0 #3 Ana P 2014-10-23 19:22
How does our future look if we clean up black economy and tackle corruption to the bone?! :)
+1 #2 Dilwyn 2014-10-23 10:32
Let us be clear that it is primarily Portuguese banks buying up Portuguese state debt ! The ECB has been aware of this for a long time.

It was a totally crazed policy dreamt up by unworldly economists that avoided heavyweight EU countries having to stump up the money to save the basket cases.

And it now means Portuguese banks that are already rated as rubbish will have their portfolio's reduced yet further. Apparently Millenium BCP will be one PT bank to fail the stress tests.

Therefore any haircut will be carried by already fatally weak Portuguese banks !!! How many of them will have shareholders agitating for a take over by a foreign bank ??

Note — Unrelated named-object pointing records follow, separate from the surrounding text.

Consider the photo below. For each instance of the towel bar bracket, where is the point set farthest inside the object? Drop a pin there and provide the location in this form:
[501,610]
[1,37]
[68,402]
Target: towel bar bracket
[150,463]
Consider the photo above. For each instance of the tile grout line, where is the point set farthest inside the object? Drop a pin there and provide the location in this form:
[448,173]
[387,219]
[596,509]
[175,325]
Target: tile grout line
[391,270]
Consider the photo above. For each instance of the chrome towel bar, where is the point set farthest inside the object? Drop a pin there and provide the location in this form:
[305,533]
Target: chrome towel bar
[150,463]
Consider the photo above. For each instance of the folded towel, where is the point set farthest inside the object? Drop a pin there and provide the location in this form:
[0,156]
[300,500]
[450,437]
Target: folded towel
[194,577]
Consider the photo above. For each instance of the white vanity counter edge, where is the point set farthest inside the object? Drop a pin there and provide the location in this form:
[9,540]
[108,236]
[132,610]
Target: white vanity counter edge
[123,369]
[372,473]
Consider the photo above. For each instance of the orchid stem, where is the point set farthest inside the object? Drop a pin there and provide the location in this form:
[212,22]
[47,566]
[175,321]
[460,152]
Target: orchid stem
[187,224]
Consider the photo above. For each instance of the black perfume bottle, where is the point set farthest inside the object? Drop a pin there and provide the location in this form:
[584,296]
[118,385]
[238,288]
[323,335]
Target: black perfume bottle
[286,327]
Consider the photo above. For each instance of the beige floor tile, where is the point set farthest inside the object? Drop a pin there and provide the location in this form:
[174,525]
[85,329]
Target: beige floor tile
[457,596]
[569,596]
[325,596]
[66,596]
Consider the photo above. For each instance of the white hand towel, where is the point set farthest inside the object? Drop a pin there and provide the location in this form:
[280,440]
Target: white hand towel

But then Portugal caused the problem by not being open and competitive in the first place ... and still has an absurdly overblown local administration mafia holding back development and costing unnecessary billions.

So demonstrating a willingness to continue to transform the economy and the state machine ... is still far off in the future !!
+1 #1 Peter Booker 2014-10-23 06:52
This man has a wonderful way with words. But his meaning is that creditors can no longer be sure that the original terms of their lending will be honoured. They will not get their money back.

I have always wondered why people or institutions lend money to a country like Portugal, which is clearly not cleaning up its act, and whose national debt is steadily increasing. And yet there have been queues to buy Portuguese government bonds. I am still puzzled.